Kondisi supir dan kendaraan yang sedemikian berdasarkan hasil olah TKP kepolisian ini menimbulkan bermacam-macam asumsi. Diantaranya; supir tidak berusaha seoptimal mungkin menghindari kecelakaan tersebut dengan menginjak pedal rem mobil, supir tidak menurunkan kecepatannya dan menepi walaupun ia dalam kondisi mengantuk, kondisi mengantuknya sudah sedemikian sampai ia kehilangan kesadaran saat sedang mengendarai mobil sehingga tidak ada lagi upaya preventif untuk menghindari kecelakaan maut tersebut.
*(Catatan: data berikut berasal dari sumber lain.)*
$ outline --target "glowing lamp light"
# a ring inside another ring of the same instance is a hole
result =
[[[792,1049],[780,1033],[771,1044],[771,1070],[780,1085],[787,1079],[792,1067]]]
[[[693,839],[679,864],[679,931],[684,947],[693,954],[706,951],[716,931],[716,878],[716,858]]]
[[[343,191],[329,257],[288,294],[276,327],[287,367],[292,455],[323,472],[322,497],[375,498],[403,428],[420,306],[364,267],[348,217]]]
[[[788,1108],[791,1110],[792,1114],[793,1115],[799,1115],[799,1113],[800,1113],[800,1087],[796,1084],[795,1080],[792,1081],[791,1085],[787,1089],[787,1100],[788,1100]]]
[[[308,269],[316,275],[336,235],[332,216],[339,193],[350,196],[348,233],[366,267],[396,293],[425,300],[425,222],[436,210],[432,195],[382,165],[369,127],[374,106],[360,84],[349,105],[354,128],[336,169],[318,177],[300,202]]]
Asumsi-asumsi itu memang tidak dapat dipastikan sebelum pihak kepolisian mengadakan investigasi lebih lanjut atas peristiwa hukum tersebut. Sehingga sampai saat ini hanya ada hipotesa berdasarkan sederet asumsi tersebut bahwa supir pada peristiwa ini diduga telah melakukan kelalaian yang menyebabkan hilangnya nyawa orang lain.
Perlu diketahui bahwa kecelakaan lalu lintas yang menyakibatkan korban meninggal dunia atau luka berat terkualifisir sebagai kecelakaan lalu lintas berat dan peristiwa tersebut merupakan peristiwa hukum yang mempunyai konsekwensi hukum pidana yang diatur di dalam ketentuan Undang-undang Nomor 22 Tahun 2009 tentang Lalu Lintas dan Angkutan Jalan (UU Lalu Lintas). Adapun kelalaian yang menyebabkan hilangnya nyawa orang lain merupakan tindak pidana yang diancam dengan sanksi pidana berdasarkan ketentuan undang-undang tersebut. Hal mana diatur di dalam Pasal 310 ayat (4) UU Lalu Lintas yang secara eksplisit menentukan bahwa orang yang mengemudikan kendaraan bermotor yang karena kelalaiannya mengakibatkan orang lain meninggal dunia, maka dipidana dengan pidana penjara paling lama 6 (enam) tahun dan/atau denda paling banyak Rp. 12.000.000,00 (dua belas juta rupiah).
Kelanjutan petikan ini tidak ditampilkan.